La sensación fue la misma: atravesé la estaca. Esta ocasión fui a dar contra el piso. Me levanté. Y ésa fue tal vez la más insólita de todas las acciones que ejecuté aquella noche. ¡Me levanté con el pensamiento! No usé, al levantarme, mis músculos ni mi esqueleto en la forma que acostumbro, porque ya no tenía control sobre ellos. Lo supe en el instante de chocar contra el piso. Pero mi curiosidad con respecto a la estaca era tan fuerte que me "levanté con el pensamiento" en una especie de acción refleja. Y antes de haber tomado plena conciencia de que no podía moverme, estaba ya de pie.
Pedí ayuda a don Juan. En determinado momento grité frenéticamente, a voz en cuello, pero don Juan no se movió. Seguía mirándome, de soslayo, como no queriendo volver la cabeza para encararme de lleno. Di un paso hacia él, pero en vez de avanzar trastabillé hacia atrás y caí contra la pared. Supe que mi- espalda la había arremetido, pero no sentí dureza alguna; me hallaba suspendido por entero en una sustancia blanda, esponjosa: era la pared. Tenía los brazos extendidos lateralmente, y poco a poco mi cuerpo parecía hundirse en el muro. Sólo podía ver al frente, hacia el cuarto. Don Juan seguía observándome, pero sin hacer el menor movimiento para ayudarme. Realicé un esfuerzo supremo por sacar mi cuerpo de la pared, pero sólo se hundía más y más. Con un terror indescriptible, sentí que la pared esponjosa me cubría la cara. Traté de cerrar los ojos, pero estaban fijos y abiertos.

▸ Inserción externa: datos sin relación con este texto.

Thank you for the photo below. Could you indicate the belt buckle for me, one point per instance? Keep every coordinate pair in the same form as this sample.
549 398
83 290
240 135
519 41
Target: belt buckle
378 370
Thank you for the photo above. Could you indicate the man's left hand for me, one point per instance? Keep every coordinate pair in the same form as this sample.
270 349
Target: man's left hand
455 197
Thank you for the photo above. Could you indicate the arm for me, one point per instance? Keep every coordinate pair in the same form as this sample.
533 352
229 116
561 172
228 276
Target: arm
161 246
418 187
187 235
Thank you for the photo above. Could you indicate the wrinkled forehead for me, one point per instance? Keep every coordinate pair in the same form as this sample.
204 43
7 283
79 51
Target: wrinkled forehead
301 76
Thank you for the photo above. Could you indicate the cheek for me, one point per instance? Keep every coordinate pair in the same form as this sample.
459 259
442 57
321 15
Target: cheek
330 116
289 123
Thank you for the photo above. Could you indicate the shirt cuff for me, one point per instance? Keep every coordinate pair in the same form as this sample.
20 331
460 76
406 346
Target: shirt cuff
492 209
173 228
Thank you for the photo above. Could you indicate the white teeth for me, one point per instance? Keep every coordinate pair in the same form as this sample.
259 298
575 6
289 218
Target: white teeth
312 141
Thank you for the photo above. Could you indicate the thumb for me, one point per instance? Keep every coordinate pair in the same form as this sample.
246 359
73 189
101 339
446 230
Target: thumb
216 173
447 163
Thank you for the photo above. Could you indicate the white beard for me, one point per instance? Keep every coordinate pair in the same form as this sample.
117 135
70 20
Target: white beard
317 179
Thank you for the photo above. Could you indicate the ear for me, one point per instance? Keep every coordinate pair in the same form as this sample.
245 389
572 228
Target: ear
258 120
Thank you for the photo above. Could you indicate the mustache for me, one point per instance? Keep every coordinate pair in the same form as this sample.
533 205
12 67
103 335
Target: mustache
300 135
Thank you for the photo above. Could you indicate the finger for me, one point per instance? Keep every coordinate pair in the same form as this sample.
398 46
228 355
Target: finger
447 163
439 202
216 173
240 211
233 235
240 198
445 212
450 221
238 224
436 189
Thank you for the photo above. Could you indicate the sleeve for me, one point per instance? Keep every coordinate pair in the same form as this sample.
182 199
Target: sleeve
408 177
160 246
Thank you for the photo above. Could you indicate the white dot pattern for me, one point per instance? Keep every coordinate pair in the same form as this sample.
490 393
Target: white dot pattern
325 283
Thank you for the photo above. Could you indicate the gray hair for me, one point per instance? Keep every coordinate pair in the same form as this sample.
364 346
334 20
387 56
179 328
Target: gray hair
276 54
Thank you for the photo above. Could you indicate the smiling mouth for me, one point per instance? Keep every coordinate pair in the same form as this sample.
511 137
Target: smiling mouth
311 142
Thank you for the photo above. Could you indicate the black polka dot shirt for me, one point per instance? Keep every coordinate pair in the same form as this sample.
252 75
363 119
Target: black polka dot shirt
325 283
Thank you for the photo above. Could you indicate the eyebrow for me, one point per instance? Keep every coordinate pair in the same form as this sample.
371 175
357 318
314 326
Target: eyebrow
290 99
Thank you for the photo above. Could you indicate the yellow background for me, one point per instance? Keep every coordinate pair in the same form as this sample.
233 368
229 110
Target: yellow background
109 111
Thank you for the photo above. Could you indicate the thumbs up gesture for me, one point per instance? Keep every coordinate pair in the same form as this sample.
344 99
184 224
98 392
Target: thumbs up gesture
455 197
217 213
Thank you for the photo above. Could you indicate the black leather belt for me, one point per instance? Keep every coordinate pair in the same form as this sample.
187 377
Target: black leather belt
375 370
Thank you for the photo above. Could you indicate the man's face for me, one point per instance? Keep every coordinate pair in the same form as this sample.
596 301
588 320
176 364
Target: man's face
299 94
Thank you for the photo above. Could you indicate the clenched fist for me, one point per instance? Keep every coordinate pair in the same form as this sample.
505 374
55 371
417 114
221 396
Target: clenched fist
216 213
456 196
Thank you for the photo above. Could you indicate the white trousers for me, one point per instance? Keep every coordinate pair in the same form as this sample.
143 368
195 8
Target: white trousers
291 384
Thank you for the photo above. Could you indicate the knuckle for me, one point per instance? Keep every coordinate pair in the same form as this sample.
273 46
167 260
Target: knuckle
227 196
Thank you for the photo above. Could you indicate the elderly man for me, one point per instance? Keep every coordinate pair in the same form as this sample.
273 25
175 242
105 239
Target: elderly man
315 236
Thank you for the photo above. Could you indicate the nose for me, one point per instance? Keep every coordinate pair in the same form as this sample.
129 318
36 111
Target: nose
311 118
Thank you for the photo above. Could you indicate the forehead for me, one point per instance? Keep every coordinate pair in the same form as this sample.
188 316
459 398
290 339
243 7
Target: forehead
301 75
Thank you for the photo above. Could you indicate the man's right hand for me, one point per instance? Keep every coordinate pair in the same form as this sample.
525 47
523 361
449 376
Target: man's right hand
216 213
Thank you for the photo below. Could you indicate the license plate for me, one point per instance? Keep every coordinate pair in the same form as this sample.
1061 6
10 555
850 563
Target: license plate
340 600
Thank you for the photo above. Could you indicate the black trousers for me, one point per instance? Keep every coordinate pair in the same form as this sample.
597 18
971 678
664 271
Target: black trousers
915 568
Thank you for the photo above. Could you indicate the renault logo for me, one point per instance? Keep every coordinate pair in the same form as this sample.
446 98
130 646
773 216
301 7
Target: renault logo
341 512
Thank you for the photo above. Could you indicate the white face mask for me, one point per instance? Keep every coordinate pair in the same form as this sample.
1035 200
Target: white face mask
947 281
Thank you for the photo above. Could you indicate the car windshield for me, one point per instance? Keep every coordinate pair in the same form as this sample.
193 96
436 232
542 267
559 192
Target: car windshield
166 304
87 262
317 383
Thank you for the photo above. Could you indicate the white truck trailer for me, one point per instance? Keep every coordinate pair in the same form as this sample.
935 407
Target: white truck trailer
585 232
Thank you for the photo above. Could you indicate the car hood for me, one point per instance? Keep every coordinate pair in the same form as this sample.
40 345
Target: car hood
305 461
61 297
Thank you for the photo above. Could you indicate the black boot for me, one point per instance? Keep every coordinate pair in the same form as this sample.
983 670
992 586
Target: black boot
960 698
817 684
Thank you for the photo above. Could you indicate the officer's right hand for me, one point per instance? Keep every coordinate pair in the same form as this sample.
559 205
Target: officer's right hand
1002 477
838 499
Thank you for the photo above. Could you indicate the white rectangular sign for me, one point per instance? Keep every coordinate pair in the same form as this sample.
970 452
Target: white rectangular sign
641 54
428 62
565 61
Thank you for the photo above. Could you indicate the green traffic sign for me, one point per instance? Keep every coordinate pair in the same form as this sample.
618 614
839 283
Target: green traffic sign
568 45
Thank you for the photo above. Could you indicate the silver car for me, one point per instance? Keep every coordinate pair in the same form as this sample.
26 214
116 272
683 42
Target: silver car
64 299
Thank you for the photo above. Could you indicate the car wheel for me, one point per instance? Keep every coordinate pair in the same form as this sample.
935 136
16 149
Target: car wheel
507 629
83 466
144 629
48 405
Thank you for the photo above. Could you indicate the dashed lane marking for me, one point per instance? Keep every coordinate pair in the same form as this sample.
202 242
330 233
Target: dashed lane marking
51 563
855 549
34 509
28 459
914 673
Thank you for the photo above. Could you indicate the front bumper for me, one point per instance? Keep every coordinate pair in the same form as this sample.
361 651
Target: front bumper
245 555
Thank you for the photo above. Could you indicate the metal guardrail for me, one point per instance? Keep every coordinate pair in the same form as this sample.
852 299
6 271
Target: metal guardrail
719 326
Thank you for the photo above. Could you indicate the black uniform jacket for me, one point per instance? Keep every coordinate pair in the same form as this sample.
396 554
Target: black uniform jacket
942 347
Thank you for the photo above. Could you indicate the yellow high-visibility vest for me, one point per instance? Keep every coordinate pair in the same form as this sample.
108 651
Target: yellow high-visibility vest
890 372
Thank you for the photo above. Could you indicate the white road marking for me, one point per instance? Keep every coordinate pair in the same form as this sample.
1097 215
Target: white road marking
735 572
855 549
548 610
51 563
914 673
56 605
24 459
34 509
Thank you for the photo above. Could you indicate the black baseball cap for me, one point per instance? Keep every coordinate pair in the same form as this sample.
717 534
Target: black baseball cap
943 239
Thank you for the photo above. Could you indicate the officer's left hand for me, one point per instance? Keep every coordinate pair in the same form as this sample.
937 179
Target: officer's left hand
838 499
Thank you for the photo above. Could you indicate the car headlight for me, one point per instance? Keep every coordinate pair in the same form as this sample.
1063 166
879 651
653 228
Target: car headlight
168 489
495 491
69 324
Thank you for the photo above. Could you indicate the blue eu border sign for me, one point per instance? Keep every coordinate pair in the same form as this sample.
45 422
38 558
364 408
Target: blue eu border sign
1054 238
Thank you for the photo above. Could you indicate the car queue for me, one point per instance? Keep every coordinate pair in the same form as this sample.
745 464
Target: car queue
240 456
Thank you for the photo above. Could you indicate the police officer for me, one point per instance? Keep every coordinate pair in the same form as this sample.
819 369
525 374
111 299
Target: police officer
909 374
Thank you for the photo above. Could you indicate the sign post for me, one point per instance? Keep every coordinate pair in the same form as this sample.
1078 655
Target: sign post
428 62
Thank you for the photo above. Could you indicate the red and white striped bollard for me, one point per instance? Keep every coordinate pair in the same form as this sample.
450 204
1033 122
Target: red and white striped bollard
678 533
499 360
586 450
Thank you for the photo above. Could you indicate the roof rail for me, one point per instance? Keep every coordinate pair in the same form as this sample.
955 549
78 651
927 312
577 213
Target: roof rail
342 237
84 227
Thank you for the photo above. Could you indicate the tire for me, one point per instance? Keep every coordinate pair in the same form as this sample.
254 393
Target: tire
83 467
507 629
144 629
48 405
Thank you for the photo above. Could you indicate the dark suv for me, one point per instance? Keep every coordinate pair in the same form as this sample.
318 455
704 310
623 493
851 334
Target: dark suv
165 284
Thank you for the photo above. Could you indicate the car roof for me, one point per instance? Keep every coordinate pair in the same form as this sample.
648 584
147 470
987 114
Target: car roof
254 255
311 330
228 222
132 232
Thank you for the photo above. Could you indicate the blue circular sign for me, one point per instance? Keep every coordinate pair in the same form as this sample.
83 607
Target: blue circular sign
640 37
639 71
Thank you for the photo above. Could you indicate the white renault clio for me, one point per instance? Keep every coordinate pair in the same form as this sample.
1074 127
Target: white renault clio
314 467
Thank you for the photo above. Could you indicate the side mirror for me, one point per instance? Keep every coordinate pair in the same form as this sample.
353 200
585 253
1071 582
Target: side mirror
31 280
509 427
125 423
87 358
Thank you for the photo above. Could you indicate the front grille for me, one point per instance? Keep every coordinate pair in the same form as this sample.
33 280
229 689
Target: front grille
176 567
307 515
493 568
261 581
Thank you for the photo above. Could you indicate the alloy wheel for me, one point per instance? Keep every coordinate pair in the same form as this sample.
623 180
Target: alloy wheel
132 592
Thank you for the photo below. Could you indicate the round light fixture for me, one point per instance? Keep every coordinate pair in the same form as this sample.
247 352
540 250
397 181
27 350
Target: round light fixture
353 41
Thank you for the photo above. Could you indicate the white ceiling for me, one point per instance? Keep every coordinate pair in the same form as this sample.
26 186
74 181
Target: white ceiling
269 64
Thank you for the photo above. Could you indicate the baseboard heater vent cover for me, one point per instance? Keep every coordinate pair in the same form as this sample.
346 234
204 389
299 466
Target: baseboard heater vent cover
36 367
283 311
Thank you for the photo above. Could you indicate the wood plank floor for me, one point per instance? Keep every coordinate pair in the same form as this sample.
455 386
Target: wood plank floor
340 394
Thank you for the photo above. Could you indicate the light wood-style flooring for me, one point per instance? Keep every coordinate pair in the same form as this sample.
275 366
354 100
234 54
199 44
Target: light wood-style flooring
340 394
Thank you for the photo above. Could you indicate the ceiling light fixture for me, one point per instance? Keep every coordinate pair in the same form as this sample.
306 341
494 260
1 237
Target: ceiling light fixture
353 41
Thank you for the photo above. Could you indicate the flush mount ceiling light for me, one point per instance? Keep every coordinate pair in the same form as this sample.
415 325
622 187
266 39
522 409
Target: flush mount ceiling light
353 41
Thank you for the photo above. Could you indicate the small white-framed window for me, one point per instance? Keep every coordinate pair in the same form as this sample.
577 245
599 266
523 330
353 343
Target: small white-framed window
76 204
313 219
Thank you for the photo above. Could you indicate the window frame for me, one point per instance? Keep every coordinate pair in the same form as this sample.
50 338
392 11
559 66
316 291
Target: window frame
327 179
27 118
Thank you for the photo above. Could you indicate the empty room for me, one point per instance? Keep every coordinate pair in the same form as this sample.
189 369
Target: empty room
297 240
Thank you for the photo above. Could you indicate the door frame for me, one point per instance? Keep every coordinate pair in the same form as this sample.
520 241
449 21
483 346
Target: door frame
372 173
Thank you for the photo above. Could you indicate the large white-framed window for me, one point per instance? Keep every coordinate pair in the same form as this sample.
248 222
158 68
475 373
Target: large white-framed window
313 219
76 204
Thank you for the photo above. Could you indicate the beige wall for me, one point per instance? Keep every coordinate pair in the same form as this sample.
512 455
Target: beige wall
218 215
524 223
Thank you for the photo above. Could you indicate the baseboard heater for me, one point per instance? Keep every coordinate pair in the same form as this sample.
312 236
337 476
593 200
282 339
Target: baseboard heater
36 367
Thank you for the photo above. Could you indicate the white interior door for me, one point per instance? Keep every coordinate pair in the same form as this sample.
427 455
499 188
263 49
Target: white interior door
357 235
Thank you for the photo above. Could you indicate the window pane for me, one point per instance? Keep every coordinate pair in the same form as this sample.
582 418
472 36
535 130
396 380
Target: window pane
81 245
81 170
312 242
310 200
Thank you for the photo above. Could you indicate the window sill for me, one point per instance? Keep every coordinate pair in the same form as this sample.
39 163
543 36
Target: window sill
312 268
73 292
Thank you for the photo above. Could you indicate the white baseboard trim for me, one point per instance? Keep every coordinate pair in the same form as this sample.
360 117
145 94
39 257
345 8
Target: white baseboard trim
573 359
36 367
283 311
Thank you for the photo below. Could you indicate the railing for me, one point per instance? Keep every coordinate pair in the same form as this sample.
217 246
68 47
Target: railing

No recuerdo qué más sucedió. De pronto vi a don Juan enfrente, a poca distancia. Nos hallábamos en el otro cuarto. Vi la mesa de don Juan y la estufa de tierra, encendida, y con el rabo del ojo distinguí la cerca fuera de la casa. Veía todo muy claro. Don Juan había traído la linterna de kerosén, ahora colgada de la viga en mitad de la habitación, Traté de mirar en dirección distinta, pero mis ojos estaban colocados exclusivamente para ver en línea recta hacia adelante. No podía distinguir, ni sentir, parte alguna de mi cuerpo. Mi respiración tampoco se notaba. Pero mis ideas eran lúcidas en extremo. Tenía clara conciencia de todo cuanto ocurría frente a mí. Don Juan se acercó, y mi claridad mental cesó. Algo pareció detenerse en mi interior. No había más ideas. Vi venir a don Juan y lo odié. Quería hacerlo pedazos. Lo habría matado entonces, pero no podía moverme. Al principio percibí vagamente una presión sobre mi cabeza, pero también desapareció. Sólo una cosa quedaba: una ira incontenible contra don Juan. Lo vi a unos centímetros de mí. Quise destrozarlo con las manos. Sentí estar gruñendo. Algo en mi empezó a retorcerse. Oí que don Juan me hablaba. Su voz era suave y tranquilizadora y, sentía yo, infinitamente agradable. Se acercó más aún y comenzó a recitar una canción de cuna.